Al juez le correspondía hacer dicho análisis porque su oficio no es ser notario de la policía, sino que le corresponde oficiar como juez de control de las garantías judiciales de los ciudadanos, velar por la vigencia de las garantías procesales constitucionales de las personas capturadas y proteger al ciudadano del poder punitivo del Estado, que debe ser última ratio en condiciones de normalidad institucional, pero que al lado de la violencia, es prima ratio en condiciones de anormalidad institucional como la que vivimos.
IV
El intento de escarmentar al juez no hace sino confirmar y reforzar el exacerbado estado de agresión contra la ciudadanía. En primer lugar, se pretende hacer castigar a un funcionario por desarrollar su función constitucional que le obliga a observar los casos en concreto y en contexto y no en abstracto, y de rebote, amedrentar a otros que cumplen roles similares y a los ciudadanos. La plena ciudadanía depende, entre otras cuestiones, de poder fiscalizar lo público, criticar a los funcionarios y a su gestión porque están en la esfera pública, y emitir opiniones y juicios de valor, así sean molestos, sin temor a represalias judiciales fundadas en el honor, la difamación, el orden público o una interpretación perversa de las cláusulas de derechos humanos.

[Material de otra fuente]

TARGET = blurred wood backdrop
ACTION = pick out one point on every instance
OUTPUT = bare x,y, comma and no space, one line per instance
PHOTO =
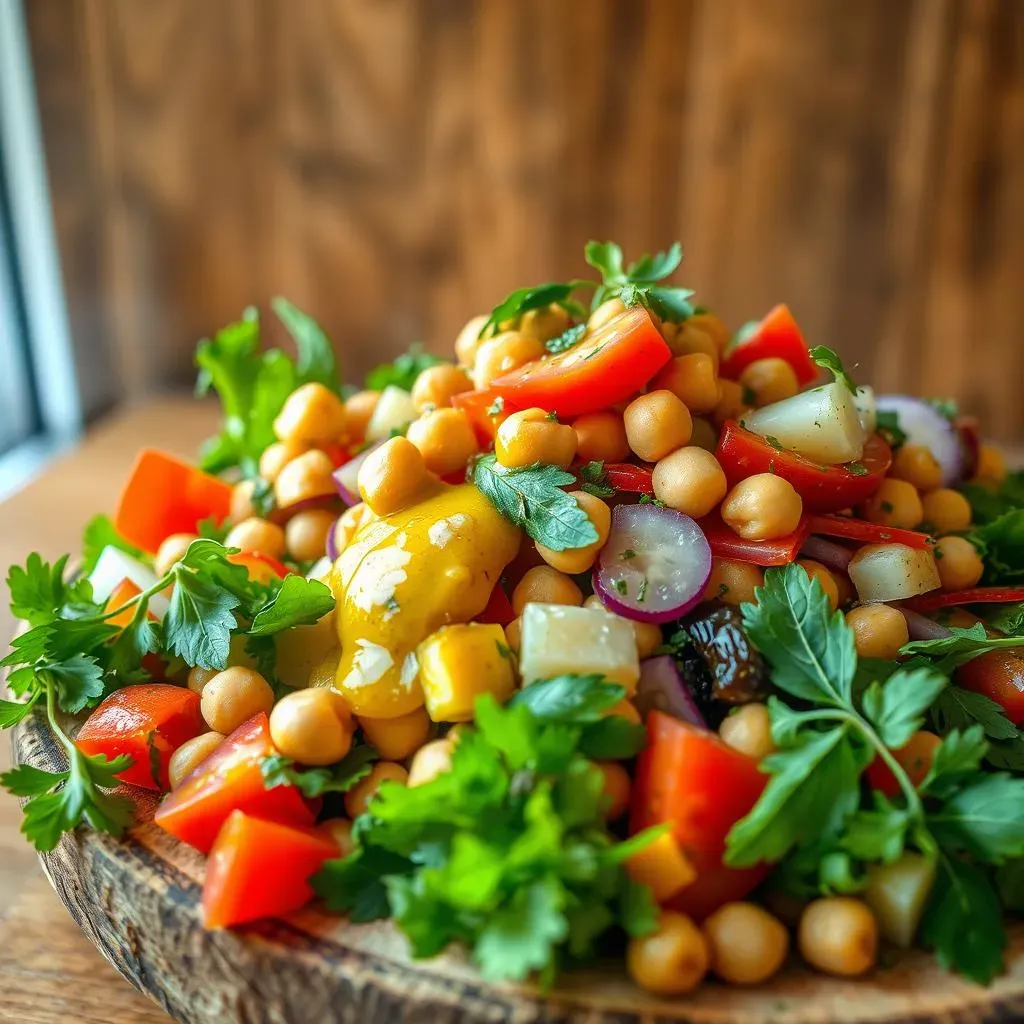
394,166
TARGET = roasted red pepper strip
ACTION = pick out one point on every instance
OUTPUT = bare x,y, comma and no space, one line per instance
867,532
977,595
725,543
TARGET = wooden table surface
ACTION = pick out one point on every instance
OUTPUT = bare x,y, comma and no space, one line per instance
49,972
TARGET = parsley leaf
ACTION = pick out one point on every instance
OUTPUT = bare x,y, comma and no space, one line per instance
531,498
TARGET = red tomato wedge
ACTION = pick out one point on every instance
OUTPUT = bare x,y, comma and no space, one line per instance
867,532
230,780
977,595
609,366
688,776
166,496
260,868
725,543
823,488
776,336
148,723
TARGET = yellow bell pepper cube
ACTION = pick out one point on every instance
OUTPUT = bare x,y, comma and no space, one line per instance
460,663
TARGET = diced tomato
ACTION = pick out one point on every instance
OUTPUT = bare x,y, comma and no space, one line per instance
726,543
608,366
977,595
260,868
777,336
823,488
688,776
166,496
230,780
148,723
867,532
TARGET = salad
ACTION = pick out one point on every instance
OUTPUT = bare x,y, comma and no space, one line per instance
616,633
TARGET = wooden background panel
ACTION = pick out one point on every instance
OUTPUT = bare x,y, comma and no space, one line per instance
395,166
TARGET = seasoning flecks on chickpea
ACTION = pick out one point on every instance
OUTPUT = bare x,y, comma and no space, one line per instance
232,696
172,550
879,631
577,560
958,563
311,415
257,536
748,945
601,436
656,423
190,755
673,960
535,435
896,503
770,380
763,507
690,480
437,385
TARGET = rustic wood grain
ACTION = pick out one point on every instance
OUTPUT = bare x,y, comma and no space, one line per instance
398,165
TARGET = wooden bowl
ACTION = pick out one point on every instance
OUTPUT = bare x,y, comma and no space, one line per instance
137,899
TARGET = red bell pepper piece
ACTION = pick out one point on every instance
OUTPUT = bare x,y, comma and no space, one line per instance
823,488
726,543
148,723
688,776
260,868
166,496
777,336
230,780
867,532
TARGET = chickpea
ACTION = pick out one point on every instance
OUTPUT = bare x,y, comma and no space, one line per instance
671,961
190,755
393,476
502,354
839,935
763,507
958,563
534,436
946,511
733,582
232,696
340,829
601,436
748,945
303,478
692,379
257,536
656,424
748,729
879,631
469,340
826,581
896,503
690,480
616,788
311,415
199,677
359,410
430,761
543,585
436,386
358,798
172,550
578,560
606,311
396,738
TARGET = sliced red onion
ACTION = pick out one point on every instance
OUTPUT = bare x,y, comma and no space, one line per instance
654,565
925,425
834,555
663,688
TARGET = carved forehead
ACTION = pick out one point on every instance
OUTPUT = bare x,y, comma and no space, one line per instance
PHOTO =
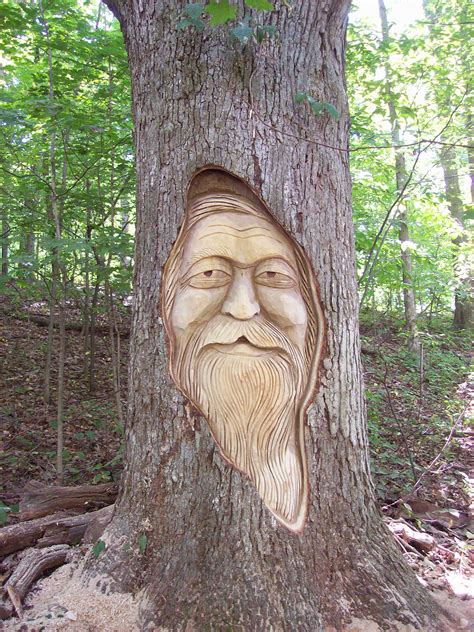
243,238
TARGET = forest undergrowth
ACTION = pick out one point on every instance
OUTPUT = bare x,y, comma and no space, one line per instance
418,416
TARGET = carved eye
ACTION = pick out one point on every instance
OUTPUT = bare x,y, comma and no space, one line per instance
271,278
210,279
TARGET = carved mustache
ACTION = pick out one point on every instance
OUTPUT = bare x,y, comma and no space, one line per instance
258,332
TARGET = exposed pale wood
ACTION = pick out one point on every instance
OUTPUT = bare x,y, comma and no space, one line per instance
246,330
40,500
215,554
423,541
57,529
34,563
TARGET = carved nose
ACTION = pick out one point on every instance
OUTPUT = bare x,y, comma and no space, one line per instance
241,302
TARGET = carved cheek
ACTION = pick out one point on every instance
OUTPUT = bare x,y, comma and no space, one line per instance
286,309
193,306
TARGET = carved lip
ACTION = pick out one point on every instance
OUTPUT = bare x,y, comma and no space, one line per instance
244,348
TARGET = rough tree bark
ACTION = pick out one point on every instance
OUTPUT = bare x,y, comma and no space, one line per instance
215,558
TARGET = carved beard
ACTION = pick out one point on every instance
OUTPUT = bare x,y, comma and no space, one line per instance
251,405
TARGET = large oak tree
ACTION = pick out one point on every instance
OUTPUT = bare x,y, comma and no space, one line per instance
188,529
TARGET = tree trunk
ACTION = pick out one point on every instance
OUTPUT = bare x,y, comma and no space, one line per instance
401,177
4,239
213,556
463,312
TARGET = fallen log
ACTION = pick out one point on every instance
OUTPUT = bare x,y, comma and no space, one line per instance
97,526
33,564
46,531
420,540
39,500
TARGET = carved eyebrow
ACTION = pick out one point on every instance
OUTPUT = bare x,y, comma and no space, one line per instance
221,232
207,253
239,230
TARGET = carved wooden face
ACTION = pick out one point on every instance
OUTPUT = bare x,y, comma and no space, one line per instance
243,267
245,341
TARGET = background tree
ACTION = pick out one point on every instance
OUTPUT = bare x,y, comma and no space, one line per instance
188,529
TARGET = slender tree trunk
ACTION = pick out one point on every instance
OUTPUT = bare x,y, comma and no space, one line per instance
463,309
5,233
114,337
214,558
409,301
92,345
56,207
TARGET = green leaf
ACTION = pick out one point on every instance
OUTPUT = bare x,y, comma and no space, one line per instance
331,110
265,30
184,23
142,543
220,12
260,5
194,10
4,514
242,32
300,97
98,547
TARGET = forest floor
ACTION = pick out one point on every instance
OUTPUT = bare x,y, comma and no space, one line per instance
418,417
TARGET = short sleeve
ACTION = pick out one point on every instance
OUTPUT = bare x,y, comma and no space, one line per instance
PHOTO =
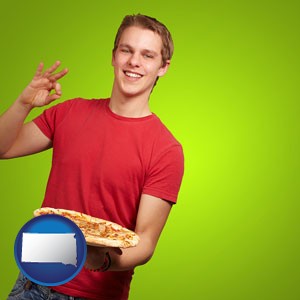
165,175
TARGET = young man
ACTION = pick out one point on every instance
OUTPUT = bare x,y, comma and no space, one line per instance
112,158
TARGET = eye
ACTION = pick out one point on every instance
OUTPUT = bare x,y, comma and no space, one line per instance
148,55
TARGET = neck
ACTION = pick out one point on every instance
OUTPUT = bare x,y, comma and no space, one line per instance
128,106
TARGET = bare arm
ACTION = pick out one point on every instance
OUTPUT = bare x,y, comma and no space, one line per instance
17,138
152,216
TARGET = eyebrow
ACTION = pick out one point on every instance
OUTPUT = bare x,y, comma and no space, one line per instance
143,50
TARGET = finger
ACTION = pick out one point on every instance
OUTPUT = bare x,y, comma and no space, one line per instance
39,70
51,98
57,88
59,75
52,68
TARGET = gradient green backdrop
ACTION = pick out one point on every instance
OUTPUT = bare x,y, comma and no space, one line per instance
231,97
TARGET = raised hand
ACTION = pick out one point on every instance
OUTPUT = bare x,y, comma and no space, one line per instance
44,88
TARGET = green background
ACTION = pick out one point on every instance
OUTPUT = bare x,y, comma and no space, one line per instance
231,97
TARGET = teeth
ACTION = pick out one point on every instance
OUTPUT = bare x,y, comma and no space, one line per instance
133,75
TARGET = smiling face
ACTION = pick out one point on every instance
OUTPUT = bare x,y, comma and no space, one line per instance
137,62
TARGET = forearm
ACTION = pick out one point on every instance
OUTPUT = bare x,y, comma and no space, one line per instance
11,123
132,257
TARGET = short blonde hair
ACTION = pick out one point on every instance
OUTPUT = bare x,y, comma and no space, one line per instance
153,25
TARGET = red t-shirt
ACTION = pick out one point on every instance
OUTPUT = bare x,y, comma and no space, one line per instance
102,164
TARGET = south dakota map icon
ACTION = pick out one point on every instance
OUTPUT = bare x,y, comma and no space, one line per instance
50,250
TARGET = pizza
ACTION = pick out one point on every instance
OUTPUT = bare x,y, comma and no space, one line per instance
97,232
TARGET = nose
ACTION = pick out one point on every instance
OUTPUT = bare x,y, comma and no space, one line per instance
134,60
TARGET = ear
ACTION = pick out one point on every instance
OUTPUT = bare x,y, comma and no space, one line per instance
163,69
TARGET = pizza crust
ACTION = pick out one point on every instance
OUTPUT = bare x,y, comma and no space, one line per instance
97,232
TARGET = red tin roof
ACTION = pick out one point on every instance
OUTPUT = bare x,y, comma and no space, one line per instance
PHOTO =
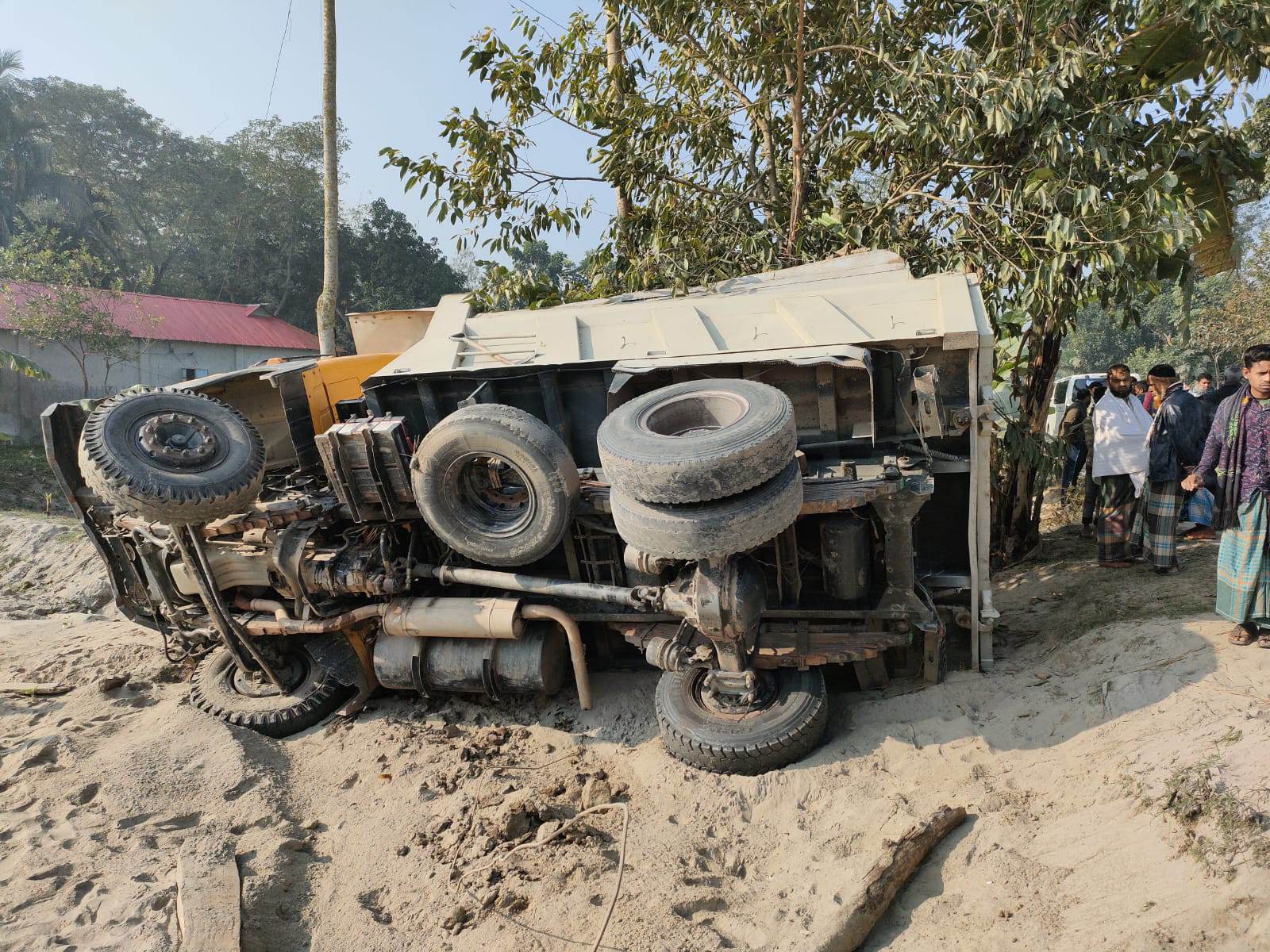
162,317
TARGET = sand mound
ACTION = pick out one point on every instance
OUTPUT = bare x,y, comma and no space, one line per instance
48,566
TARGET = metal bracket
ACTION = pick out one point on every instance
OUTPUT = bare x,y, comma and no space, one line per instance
930,409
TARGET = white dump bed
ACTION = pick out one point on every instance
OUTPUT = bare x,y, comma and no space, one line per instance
812,311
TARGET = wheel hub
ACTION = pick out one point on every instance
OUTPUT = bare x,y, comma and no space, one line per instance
694,414
495,493
291,672
736,696
178,440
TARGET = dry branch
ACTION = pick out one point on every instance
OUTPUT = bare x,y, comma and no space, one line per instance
888,877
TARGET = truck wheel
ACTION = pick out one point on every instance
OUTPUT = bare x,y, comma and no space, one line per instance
495,484
783,727
171,456
222,689
698,441
715,528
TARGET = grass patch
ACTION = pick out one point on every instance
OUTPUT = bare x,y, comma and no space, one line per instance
27,482
1222,831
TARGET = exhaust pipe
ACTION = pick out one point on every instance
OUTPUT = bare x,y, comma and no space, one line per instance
452,644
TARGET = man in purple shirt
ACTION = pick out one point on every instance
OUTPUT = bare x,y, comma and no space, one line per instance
1236,452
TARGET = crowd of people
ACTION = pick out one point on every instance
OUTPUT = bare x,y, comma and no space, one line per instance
1156,454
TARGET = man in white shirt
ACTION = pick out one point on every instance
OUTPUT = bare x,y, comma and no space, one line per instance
1121,429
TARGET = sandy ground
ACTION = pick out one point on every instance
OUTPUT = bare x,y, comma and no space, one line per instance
1115,767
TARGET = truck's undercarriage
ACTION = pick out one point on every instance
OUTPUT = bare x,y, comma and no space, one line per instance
487,530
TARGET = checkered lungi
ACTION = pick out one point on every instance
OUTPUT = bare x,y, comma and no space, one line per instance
1155,527
1117,505
1242,578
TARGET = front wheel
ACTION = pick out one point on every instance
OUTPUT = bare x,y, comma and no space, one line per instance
784,724
225,691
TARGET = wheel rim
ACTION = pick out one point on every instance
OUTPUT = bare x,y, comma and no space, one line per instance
178,441
718,704
694,414
291,673
495,494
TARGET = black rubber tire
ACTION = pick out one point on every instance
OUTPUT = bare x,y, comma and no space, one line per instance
118,470
518,438
702,465
778,735
311,701
715,528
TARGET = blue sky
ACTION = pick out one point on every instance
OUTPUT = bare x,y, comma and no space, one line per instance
207,67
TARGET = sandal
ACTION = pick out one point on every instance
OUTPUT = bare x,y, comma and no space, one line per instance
1245,635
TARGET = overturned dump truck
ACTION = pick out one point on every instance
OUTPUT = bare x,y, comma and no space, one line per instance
738,486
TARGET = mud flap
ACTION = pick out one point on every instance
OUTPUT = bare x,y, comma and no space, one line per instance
337,654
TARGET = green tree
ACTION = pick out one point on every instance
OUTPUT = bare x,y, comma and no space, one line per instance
264,243
537,277
156,182
1068,162
387,264
59,298
29,188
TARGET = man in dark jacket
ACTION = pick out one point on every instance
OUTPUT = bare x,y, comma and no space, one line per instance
1071,431
1174,447
1232,378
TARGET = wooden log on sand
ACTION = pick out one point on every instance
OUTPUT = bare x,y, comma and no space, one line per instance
32,689
887,879
209,898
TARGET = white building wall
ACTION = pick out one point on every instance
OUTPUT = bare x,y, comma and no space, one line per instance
159,363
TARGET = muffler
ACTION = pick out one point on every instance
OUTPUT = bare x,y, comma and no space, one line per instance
469,645
533,664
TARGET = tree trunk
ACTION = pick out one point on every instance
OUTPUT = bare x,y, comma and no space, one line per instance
616,95
797,175
1018,518
329,186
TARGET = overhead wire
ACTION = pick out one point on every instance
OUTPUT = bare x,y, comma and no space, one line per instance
286,29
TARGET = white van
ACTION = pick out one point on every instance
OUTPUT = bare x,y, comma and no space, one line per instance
1064,395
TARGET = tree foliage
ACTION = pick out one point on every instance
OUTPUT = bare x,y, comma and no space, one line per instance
234,220
57,295
1064,152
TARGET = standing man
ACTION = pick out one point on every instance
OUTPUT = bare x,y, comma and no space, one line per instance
1237,452
1091,488
1121,428
1232,378
1071,431
1174,448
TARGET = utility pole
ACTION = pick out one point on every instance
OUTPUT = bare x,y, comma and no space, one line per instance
616,63
329,186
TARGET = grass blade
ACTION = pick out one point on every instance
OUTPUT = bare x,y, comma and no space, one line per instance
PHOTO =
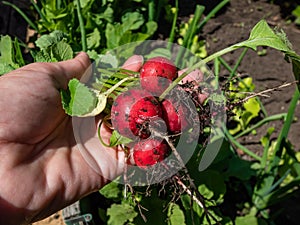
284,131
82,28
173,29
212,13
26,18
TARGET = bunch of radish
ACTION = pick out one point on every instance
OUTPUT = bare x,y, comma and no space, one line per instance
140,115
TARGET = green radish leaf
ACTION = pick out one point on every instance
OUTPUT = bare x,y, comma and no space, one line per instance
117,139
6,55
47,40
263,35
112,190
93,39
79,100
249,219
61,51
120,214
175,214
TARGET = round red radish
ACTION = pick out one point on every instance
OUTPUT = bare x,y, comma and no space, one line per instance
132,111
148,152
157,73
176,112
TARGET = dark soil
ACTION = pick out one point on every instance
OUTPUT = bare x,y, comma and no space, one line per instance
270,70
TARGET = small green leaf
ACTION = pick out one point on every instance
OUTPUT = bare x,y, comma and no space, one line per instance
6,55
249,219
61,51
263,35
79,100
175,215
93,39
120,214
117,139
112,191
48,40
132,21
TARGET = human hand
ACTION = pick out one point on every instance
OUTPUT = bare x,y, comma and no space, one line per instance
41,168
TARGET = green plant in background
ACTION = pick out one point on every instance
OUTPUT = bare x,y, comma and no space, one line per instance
248,110
296,13
250,188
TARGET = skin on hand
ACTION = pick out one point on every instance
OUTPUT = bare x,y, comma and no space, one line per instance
41,168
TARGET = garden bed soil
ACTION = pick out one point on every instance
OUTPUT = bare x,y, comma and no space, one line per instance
269,70
233,25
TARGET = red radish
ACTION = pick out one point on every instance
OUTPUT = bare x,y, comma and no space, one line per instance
132,111
134,63
157,73
148,152
176,112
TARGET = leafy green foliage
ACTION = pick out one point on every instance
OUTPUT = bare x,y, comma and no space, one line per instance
246,111
120,214
8,58
249,188
79,99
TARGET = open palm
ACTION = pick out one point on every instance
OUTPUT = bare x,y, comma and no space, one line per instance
41,168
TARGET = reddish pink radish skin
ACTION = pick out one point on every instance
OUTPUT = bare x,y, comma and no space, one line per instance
175,114
133,109
157,73
134,63
148,152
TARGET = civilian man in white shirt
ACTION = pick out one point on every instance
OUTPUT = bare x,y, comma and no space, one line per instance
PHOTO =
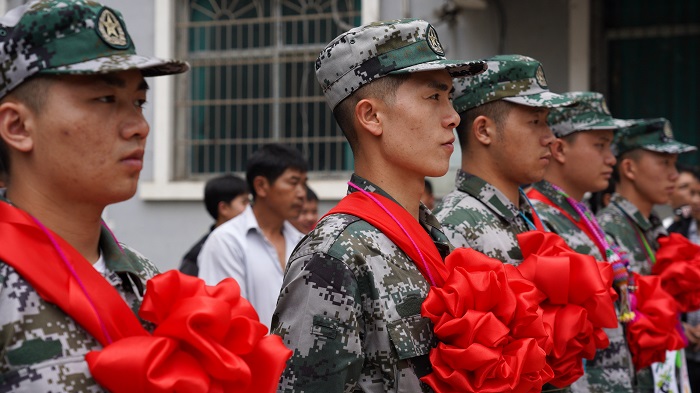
253,247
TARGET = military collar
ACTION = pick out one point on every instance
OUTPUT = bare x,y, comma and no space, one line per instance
114,256
489,195
631,211
547,190
425,216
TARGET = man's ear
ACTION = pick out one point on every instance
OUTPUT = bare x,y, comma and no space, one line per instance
627,169
368,116
559,148
262,186
16,123
484,130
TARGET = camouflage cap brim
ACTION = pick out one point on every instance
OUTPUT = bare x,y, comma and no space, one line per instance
457,69
545,99
671,147
610,124
149,66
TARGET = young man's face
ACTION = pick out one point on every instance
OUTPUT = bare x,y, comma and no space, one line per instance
419,127
655,175
681,194
234,207
521,146
589,160
285,196
89,137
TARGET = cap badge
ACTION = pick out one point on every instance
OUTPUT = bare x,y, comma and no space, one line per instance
539,75
111,30
434,42
668,133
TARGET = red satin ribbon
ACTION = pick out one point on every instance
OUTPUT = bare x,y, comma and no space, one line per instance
579,301
678,265
653,331
492,338
208,339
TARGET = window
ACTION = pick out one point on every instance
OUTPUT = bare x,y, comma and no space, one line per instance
253,82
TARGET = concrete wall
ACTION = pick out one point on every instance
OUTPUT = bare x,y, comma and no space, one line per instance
164,231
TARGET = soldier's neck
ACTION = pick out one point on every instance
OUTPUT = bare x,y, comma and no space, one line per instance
77,224
629,192
405,188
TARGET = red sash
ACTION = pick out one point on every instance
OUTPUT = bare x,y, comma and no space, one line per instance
362,206
535,194
91,301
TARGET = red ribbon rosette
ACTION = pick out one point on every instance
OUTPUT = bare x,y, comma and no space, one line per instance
678,265
653,330
491,337
579,301
208,339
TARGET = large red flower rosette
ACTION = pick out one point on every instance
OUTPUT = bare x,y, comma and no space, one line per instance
678,265
653,330
579,301
208,339
491,337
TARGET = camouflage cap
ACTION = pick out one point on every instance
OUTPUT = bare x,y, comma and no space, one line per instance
590,113
649,134
514,78
69,37
363,54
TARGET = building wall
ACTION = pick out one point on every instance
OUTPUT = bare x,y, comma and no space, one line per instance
164,231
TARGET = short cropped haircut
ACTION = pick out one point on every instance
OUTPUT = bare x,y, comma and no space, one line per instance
222,189
32,93
383,88
495,110
270,161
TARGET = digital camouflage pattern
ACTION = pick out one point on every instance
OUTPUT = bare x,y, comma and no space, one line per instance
611,370
41,348
69,37
514,78
624,223
349,308
558,223
649,134
589,113
479,216
365,53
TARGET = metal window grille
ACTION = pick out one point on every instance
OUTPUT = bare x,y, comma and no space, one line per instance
253,82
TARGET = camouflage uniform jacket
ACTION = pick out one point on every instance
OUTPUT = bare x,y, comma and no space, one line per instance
625,223
41,348
611,370
478,215
560,224
349,308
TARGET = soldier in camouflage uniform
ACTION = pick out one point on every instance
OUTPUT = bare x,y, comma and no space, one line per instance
505,143
72,135
582,161
350,302
645,173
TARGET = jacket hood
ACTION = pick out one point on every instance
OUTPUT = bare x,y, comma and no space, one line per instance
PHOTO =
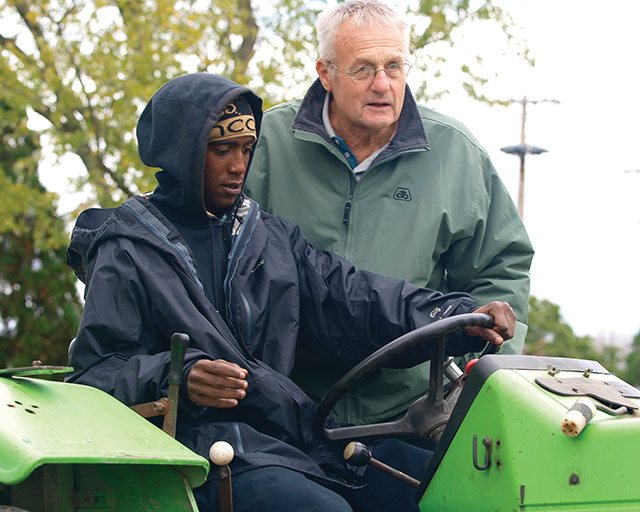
173,133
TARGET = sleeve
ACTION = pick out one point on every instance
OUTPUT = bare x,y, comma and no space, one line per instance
493,262
349,314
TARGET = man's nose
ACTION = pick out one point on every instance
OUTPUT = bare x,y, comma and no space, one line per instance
381,81
239,163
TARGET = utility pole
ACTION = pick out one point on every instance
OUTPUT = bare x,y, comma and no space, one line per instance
523,149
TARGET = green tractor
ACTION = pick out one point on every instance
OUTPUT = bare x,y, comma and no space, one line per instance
512,433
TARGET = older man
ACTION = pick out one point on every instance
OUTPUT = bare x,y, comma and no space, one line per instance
394,187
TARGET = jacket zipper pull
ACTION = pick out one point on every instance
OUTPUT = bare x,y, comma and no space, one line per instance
347,213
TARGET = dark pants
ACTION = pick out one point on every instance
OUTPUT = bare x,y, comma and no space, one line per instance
276,489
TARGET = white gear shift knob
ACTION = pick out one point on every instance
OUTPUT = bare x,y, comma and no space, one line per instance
221,453
577,417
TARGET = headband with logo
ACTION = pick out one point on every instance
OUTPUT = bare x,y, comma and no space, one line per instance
235,121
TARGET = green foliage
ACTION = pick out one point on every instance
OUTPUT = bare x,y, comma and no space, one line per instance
632,374
39,305
88,67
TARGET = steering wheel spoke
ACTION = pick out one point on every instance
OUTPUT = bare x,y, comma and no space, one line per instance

Castigar la enunciación descriptiva de lo que pasa en el país con la policía en una audiencia o fuera de ella, abre peligrosamente la puerta para la imposición del delito de desacato que supone “que todo el sistema represivo estatal se active para sancionar a quienes critican a funcionarios públicos y su gestión, lo cual es a todas luces contrario al principio democrático del control de quienes ejercen los poderes del Estado [4]”.
Imponer el silencio, ya no en la calle, sino en los tribunales, es una torpeza que deshonra más.
[1] Kalliopi K. Koufa, Relatora Especial encargada por la Subcomisión de Promoción y Protección de los Derechos Humanos de la Comisión de Derechos Humanos de las Naciones Unidas para abordar el tema del terrorismo y los derechos humanos. 2001.
[2] CIDH. Comunicado 006 de 2019. CIDH denuncia el debilitamiento del Estado de Derecho ante las graves violaciones de derechos humanos y crímenes contra la humanidad en Nicaragua.
[3] CIDH. Informe anual 2020. Cap. IV.B. Nicaragua.
[4] Relatoría Especial para la Libre Expresión. Informe sobre las Leyes de Desacato y Difamación Criminal. 2004.